This ex-Scale AI leader built a platform to automatically extracts insights from customer feedback



In this hyperconnected world we live in, it’s easier than ever to send feedback to the companies we patronize. But just because businesses offer more ways to get in touch doesn’t mean they’re poring over every comment. According to a 2020 survey from Productboard, 90% of companies fail to successfully capture feedback from all channels while a third have no feedback-capturing process whatsoever.

Varun Sharma became very aware of this while leading customer success efforts at LinkedIn, analytics software firm Amplitude, and startup Scale AI. Product and customer experience teams were struggling to use customer feedback to make decisions despite their best efforts, Sharma says.

So, in 2020, Sharma recruited his brother, Arnav Sharma, to build a tool that might help solve the customer feedback headaches firms were experiencing. Conveniently, Arnav had software engineering experience, having worked as a developer at Uber for three years.

“Customer interactions are a precious, yet immensely underutilized, data set for all enterprises,” Varun told TechCrunch. “If they’re unlocked meaningfully, they can build best-in-class products and drive business growth.”

Over the years, Varun and Arnav’s tool expanded into a platform, Enterpret, that connects to various feedback sources and applies algorithms to extract insights. Enterpret can highlight overarching themes and emerging problems in customer comments, and assist teams in figuring out things such as what products to build.

Enterpret
Enterpret’s dashboard. Image Credits:Enterpret

“Enterpret is able to pull in all customer interactions of a company in real time, like sales calls, support tickets, survey responses, X threads, and app reviews, give them a quantifiable structure, and then join the output with product usage and revenue data of the company to operationalize decision making,” Varun said.

Companies can define rules to scrub scraped data of personally identifiable information, including IP addresses and names. Varun says that, to comply with GDPR, Enterpret doesn’t maintain control over customers’ data.
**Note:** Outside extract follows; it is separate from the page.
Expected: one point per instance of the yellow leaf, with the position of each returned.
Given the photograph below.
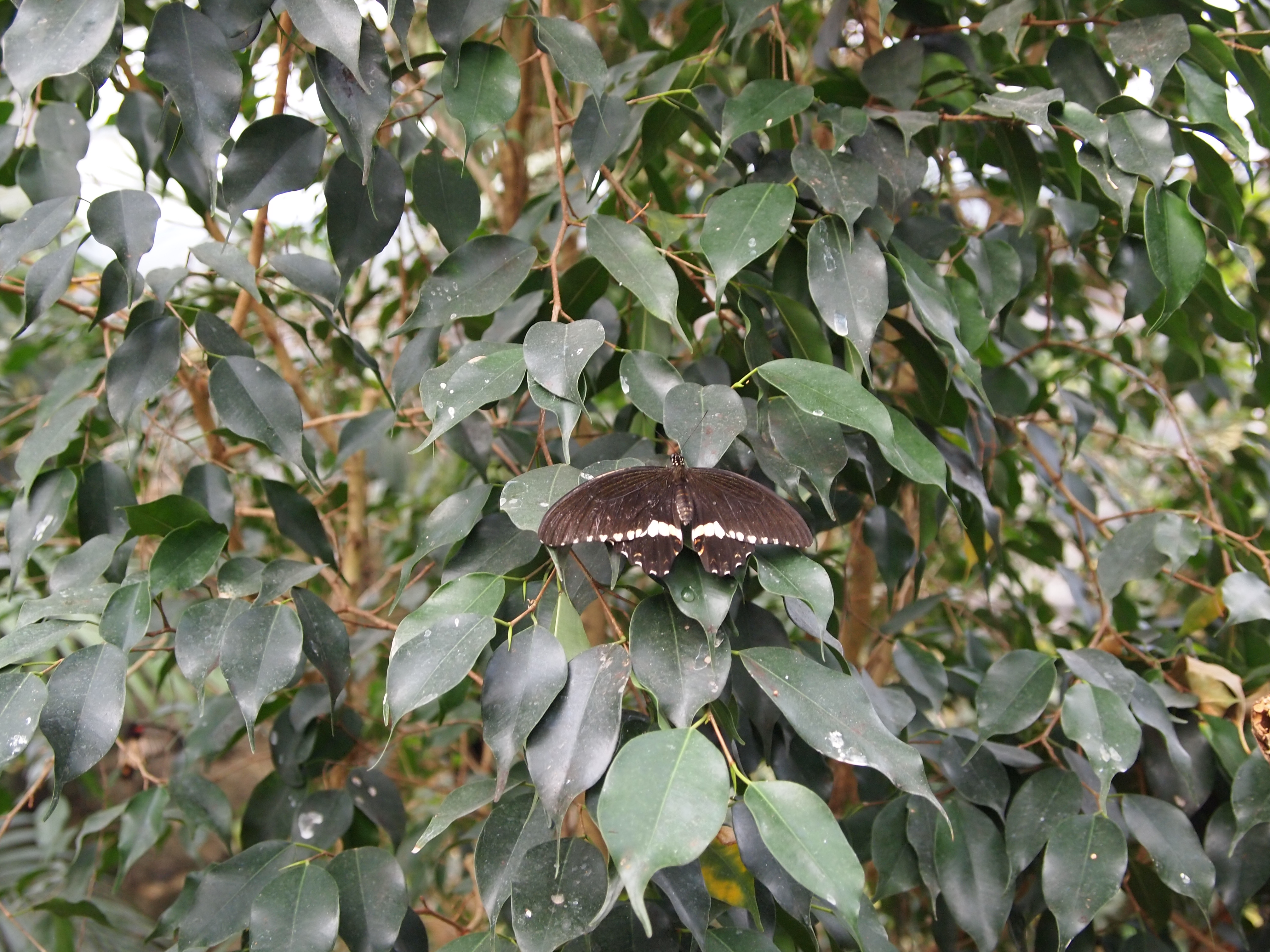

Varun added that customers like Canva and Monday.com are also using Enterpret, which has analyzed millions of pieces of customer feedback to date, to detect early signs of churn and validate — or disprove, as the case may be — product hypotheses.

Enterpret isn’t without competitors in the space, like ScopeAI, acquired by Observe.AI in 2021 for its technology that helps companies analyze customer feedback. Another rival, Zendesk-owned Klaus, automatically categorizes and scores customer interactions.

San Francisco-based Enterpret’s strategy seems to be working well, though — or at least, well enough to double the startup’s annual recurring revenue (ARR) between May and now. Varun says that Enterpret’s contract value has doubled over the past 12 months, and the company recently closed a $20.8 million Series A round.

“Our ARR is in the seven figures,” Varun added. “The momentum is strong. We decided to raise capital to support the growth.”

The near-term plan is to put the cash from the Series A, which was led by Canaan Partners with participation from Kleiner Perkins, Peak XV Partners, Wing Ventures, and Recall Capital, on hiring and product R&D, Varun says. Enterpret’s raised a total of $25 million to date.

“Enterpret’s ambitious vision is rooted in the realization that customer feedback is the most valuable data set of any company,” Varun said. “Our mission is to build the platform for all companies that aspire to be customer-centric.”